Eva LeWitt makes injection molds with muffin pans in her Lower East Side studio.
Eva LeWitt makes injection molds with muffin pans in her Lower East Side studio.

Eva LeWitt works with soft materials such as plastic, latex, rubber and polyurethane foam to create hanging sculpture and wall pieces, the materiality of which dissects space and plays with notions of depth and mass. LeWitt studied painting at Bard College before finding sculpture at the very end of her studies. In the decade since graduating, a continued patience and prolificacy have emerged in her practice, situating her in a lineage of sculptors working with soft material such as Eva Hesse and Maren Hassinger. A key element of this lineage is how the work gains significance through manual labor and the ability to work by hand. “Soft materials are the ones I want to touch and I want to play with; they are physically more impressionable than stone, wood, metal. They are also less subject to a prescribed technique, which has freed me up to be inventive, impulsive,” says LeWitt.

Installation view of the exhibition "Eva LeWitt," November 2, 2018—March 19, 2019, The Jewish Museum, NY. Photo by Jason Mandella.

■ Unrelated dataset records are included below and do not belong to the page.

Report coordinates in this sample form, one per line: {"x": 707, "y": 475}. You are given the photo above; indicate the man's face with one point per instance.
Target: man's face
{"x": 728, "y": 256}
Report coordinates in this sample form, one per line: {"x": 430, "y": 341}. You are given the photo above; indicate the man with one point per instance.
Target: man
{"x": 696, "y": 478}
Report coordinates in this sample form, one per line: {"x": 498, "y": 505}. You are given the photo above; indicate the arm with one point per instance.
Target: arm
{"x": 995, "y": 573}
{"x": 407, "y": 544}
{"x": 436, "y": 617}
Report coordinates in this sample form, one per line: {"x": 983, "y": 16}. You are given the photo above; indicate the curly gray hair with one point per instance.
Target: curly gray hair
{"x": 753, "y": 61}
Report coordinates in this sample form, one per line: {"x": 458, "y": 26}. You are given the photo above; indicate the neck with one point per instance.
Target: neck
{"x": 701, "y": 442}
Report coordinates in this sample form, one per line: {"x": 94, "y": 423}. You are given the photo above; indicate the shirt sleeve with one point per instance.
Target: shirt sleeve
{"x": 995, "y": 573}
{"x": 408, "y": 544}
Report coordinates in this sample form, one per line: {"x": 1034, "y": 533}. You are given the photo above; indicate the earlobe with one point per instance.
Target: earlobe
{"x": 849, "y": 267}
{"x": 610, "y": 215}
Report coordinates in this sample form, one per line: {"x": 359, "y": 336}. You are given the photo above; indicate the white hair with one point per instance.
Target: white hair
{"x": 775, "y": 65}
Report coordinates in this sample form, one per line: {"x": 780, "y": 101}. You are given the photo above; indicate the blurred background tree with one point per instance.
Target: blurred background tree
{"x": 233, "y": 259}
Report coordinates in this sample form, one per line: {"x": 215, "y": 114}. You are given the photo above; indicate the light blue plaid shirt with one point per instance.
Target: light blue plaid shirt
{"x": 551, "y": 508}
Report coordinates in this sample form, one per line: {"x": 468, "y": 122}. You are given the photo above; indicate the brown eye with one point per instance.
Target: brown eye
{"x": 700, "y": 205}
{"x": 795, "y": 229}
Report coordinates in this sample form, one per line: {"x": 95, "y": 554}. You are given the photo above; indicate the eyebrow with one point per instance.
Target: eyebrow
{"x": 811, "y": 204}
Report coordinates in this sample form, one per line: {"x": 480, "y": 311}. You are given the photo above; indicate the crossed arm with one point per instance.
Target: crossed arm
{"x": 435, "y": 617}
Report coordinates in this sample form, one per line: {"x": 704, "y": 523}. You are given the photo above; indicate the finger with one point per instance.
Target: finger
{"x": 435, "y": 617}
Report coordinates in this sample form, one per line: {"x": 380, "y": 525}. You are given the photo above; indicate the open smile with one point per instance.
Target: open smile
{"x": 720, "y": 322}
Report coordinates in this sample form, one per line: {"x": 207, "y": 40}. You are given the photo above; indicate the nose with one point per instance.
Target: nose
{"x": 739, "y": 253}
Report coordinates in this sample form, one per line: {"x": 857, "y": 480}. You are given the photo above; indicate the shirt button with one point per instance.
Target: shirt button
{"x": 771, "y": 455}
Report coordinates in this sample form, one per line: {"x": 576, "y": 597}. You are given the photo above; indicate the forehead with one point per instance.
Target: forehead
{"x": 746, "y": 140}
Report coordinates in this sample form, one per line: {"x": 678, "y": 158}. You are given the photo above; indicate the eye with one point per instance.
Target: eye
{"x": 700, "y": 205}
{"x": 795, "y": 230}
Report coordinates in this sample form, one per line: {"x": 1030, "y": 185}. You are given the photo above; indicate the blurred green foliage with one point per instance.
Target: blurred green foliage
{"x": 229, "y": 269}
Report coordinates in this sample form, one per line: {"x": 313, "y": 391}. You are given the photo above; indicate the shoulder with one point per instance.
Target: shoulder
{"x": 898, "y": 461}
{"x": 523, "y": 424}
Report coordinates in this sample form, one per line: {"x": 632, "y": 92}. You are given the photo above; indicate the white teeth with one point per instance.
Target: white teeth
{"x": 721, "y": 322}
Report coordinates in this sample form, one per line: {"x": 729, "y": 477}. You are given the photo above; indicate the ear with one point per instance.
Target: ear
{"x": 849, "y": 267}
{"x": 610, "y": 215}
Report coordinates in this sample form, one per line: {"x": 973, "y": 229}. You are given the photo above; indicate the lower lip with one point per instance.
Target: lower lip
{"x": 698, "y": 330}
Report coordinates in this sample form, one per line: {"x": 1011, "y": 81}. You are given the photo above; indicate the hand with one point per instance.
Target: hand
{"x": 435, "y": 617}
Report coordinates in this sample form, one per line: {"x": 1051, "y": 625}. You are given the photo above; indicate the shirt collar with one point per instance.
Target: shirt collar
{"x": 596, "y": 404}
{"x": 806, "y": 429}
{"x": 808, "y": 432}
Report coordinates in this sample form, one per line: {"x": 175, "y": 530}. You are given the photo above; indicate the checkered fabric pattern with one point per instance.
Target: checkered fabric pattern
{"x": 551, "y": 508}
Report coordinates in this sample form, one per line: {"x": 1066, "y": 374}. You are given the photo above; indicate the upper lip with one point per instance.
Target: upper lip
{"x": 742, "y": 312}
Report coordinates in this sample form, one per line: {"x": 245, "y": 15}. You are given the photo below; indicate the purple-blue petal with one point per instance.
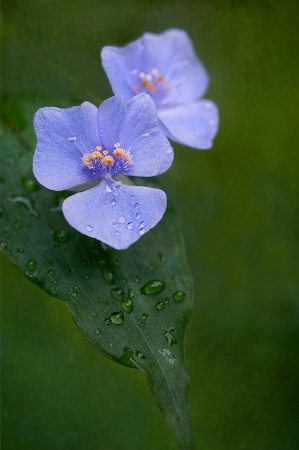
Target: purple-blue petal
{"x": 117, "y": 218}
{"x": 194, "y": 124}
{"x": 63, "y": 135}
{"x": 170, "y": 52}
{"x": 134, "y": 125}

In 2018, the opportunity to do a large-scale installation at Oslo’s gallery VI, VII led LeWitt to begin working differently. She expertly incorporated color into different material elements to imbue the interconnected sculptures with visual energy. “Colors were chosen to radiate heat, to generate energy and vibration,” she explains. LeWitt recently worked with curator Kelly Taxter on an installation for the lobby of the Jewish Museum which is on view through March 2019. While her work continues to grow, LeWitt is adamant that there will be no return to painting, or a divergence into other mediums for that matter. “When it comes to visual arts, I am purely a sculptor.”